Value addition by Tree Leaf Kipling Lodge Ranthambore
This latest addition to Tree Leaf’s kitty is five kilometres (15-minute drive) from the Ranthambore National Park’s main gate and 30 minutes away from the Sawai Madhopur railway station. Guests can unwind in 16 private cottages across three categories – 12 Hideaway Cottages and four Junior Suites, each with its own private front and back sit outs. The Junior Suites come with their own outdoor shower. Needless to say, it is pet-friendly.
Instead of buffets, fresh food is served with fixed menus. The preferences of guests’ are swiftly catered by the staff, 70% of whom are locals. A special introductory promotion from Rs. 6,500 upwards on Half Board for a double room is up, post which it will fall under the price band of Rs. 6,000 to Rs. 9,000 for room only.
Undaunted by the competition around, Anand comments, “I am not really there to see what competition is necessarily doing or to counter them. We have over the years created our brand loyalists and are well-positioned as a brand which cares. I plan to continue with the same here too. We have over the years, learnt from our guests as to what they want – not just hardware but also the ‘soft’ touch points and that is what we deliver and score over the others. Approximately 30% of our total business is from word of mouth and repeat clientele and that does speak something meaningful of the brand.”
Ranthambore – More than just the Tiger
This is Anand’s tagline for the newly launched property. Unfortunately, tourism across India is Taj Mahal centric and the wildlife promotion in Tiger-centric, he feels. “Of course we cannot overlook the tiger sightings, but we have driven it to such an extreme that clients go back disappointed if they do not see one. Spotting a Tiger is a gamble – some see it and some don’t but that should not be the key take away from the entire Ranthambore experience,” he urges.

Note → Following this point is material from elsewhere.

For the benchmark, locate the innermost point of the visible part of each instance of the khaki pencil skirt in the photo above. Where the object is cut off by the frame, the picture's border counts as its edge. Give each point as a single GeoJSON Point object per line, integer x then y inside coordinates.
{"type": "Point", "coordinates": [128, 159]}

Tree Leaf Kipling Lodge is promoting a Chambal Safari or a walk up to the Ranthambore Fort with the famous three-eyed Ganesh Temple with equal enthusiasm. “In addition to the Tiger, we must promote the destination for its forests, natural beauty, Chambal safari and more,” he stresses.
He also highlighted the misconception that Ranthambore is closed from July to September which isn’t correct. Zones 6 to 10 are open and as long as it does not rain heavily, safaris are conducted. This is the time when nature is at its best.
The hospitality landscape in Ranthambore – Then & now
In the words of Anand, it all started sometime in the late 80’s or early 90’s when late Rajiv Gandhi first visited there. Wildlife tourism was in its infancy then and it has been an amazing story for Ranthambore since. He credits the administration, which unlike Madhya Pradesh, has taken a more pragmatic and balanced view of the growth of tourism and balanced it with protecting the wildlife and the forests.
New zones continue to be opened and Ranthambore will soon have Zone 11 operational, reveals Anand. This will allow for more jeeps to go in and accommodate a larger number of tourists by spreading them around.
On the flip side, he adds that the naturalists are untrained with very little knowledge of wildlife and the forest and local appeasement is given more importance than the tourist’s experience which needs to change. The present 90 days booking window is also very inconvenient for people to book in advance. Most importantly, there must be a cap on the number of new hotels allowed to open there as Corbett is a living example of something which went just so wrong, states Anand.